Sponsors (6)
Introduced March 27, 2025 by Emilia Strong Sykes · Last progress March 27, 2025
The bill meaningfully strengthens infant/toddler food safety, monitoring, and FDA enforcement—improving protections for babies and consumers—but does so by imposing substantial compliance, administrative, and potential short-term supply/price burdens that fall heaviest on small manufacturers.
Parents, caregivers, and infants/toddlers gain stronger protections because the bill defines 'infant and toddler food' and requires routine testing, pathogen monitoring, and faster reporting, reducing the chance contaminated products reach young children.
Consumers and regulators benefit from improved traceability and enforcement because the bill strengthens records retention, gives FDA clearer authority to treat products from noncompliant facilities as adulterated, and shortens timeframes for regulatory follow-up and investigations.
Parents and consumers get more reliable safety testing because the bill requires representative sampling and use of internationally accredited laboratories, improving consistency and confidence in contaminant results.
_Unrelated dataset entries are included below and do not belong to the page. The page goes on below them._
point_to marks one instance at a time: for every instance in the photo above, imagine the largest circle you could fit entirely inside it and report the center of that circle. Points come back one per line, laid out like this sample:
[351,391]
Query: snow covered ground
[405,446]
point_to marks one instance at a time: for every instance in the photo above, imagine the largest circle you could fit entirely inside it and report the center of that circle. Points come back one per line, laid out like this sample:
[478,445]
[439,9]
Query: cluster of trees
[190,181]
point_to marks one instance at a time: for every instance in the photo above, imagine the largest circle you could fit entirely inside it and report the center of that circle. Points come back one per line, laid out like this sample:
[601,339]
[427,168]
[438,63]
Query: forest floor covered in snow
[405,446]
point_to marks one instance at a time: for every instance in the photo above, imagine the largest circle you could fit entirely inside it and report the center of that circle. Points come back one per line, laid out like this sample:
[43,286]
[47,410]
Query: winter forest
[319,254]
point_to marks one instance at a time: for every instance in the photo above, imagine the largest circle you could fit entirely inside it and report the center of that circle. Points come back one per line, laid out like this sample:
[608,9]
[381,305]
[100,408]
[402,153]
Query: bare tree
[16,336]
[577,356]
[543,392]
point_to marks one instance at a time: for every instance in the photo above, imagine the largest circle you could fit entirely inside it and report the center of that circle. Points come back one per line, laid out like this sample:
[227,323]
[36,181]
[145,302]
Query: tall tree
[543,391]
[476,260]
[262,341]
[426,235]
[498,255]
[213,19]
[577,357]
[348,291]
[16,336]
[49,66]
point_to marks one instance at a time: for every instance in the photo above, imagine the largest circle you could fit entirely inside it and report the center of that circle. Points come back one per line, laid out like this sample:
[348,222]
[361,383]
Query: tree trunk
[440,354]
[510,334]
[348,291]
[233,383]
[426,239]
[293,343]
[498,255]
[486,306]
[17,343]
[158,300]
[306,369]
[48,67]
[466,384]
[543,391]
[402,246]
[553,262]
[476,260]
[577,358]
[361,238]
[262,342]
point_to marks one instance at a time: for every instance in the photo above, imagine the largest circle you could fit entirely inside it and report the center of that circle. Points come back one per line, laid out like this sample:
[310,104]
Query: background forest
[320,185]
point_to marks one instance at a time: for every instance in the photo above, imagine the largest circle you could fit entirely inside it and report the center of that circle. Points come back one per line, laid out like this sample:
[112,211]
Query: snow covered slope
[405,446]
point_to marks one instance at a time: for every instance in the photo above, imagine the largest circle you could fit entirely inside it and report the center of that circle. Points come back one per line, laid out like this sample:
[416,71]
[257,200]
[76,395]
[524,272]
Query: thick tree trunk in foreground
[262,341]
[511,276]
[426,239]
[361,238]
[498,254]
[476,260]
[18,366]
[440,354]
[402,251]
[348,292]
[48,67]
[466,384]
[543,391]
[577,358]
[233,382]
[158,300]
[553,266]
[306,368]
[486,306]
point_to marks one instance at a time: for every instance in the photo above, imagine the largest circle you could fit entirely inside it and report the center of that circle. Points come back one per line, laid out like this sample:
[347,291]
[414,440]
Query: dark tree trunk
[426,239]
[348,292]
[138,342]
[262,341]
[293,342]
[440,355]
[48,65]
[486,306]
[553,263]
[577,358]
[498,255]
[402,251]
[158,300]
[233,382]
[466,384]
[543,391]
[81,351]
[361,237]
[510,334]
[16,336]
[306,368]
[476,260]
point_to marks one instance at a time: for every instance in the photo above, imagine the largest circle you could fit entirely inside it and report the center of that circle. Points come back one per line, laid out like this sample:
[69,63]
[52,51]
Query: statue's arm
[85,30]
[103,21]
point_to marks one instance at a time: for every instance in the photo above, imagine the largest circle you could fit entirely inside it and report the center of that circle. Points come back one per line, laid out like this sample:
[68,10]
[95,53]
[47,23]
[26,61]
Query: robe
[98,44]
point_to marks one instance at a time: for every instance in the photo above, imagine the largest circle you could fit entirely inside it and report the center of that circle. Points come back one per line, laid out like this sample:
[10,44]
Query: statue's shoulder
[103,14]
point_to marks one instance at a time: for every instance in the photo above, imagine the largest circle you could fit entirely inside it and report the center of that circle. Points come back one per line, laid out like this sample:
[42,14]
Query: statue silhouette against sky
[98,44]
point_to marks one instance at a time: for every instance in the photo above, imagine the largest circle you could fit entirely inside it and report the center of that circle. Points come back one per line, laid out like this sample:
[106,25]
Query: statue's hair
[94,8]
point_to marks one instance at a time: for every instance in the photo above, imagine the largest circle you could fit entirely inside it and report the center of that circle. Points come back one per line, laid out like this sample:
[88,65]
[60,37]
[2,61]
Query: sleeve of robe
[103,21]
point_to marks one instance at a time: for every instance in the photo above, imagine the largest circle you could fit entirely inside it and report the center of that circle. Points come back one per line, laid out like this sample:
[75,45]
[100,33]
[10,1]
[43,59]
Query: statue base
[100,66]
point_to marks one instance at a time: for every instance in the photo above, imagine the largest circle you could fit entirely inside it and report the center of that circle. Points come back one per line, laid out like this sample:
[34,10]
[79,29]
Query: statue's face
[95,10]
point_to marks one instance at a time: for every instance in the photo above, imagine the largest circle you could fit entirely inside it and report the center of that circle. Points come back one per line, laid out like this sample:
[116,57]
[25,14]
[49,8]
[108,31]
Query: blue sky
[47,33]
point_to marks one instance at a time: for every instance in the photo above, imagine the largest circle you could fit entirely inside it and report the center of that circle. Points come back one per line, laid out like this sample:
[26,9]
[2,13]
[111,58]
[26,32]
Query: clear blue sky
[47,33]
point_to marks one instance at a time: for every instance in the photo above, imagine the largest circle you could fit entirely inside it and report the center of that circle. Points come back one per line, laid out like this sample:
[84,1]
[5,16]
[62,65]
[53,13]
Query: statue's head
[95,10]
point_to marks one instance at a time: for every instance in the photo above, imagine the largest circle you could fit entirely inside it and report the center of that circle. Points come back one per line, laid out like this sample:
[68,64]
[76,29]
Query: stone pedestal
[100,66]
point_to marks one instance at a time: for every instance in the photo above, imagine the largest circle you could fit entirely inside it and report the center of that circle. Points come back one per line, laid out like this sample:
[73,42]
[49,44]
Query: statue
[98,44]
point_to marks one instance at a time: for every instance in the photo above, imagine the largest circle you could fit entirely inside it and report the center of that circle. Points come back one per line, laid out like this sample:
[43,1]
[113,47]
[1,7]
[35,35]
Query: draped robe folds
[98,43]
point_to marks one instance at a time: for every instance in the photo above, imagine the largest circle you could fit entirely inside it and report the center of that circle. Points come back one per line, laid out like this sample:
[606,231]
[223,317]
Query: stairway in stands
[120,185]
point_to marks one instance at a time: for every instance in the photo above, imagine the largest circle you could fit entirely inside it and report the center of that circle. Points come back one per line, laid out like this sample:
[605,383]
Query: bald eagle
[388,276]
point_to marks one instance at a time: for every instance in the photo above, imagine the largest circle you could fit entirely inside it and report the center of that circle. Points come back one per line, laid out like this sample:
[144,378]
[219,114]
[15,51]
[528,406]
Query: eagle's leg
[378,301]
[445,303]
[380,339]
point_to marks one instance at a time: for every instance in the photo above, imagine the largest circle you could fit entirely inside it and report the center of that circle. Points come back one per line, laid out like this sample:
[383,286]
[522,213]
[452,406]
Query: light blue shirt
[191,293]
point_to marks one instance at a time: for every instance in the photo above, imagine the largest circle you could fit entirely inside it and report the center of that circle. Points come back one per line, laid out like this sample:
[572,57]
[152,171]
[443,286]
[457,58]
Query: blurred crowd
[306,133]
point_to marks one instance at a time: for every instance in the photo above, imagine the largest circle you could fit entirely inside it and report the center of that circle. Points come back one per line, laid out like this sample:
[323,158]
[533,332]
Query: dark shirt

Small and medium food manufacturers (including infant formula producers) will face significant new recurring costs because the bill requires frequent testing, accredited labs, program implementation, recordkeeping, and rapid reporting.
Parents, caregivers, and consumers may pay more and see fewer product choices because manufacturers are likely to pass compliance costs on to prices or withdraw/reformulate products to meet stricter definitions and limits.
Parents and babies risk short-term shortages or local supply disruptions because rapid reporting requirements and conservative holds or recalls can remove products from the market quickly while facilities investigate or remediate.
Based on analysis of 8 sections of legislative text.
Mandates routine sampling, testing, recordkeeping, pathogen reporting, and environmental monitoring for infant/toddler foods and powdered infant formula and expands FDA record-request authority.
Requires manufacturers and food facility operators who make infant and toddler foods (including infant formula) to collect and test final-product samples for heavy metals and other contaminants on a regular basis, keep records, and use accredited labs. Expands FDA authority to request records in lieu of inspections, makes failure to follow sampling/testing rules render a product "adulterated," requires 24-hour reporting of confirmed environmental pathogens in infant formula, and forces powdered formula makers to run documented environmental monitoring programs for Cronobacter and Salmonella. FDA must issue guidance within set timelines and many requirements become enforceable after specified waiting periods.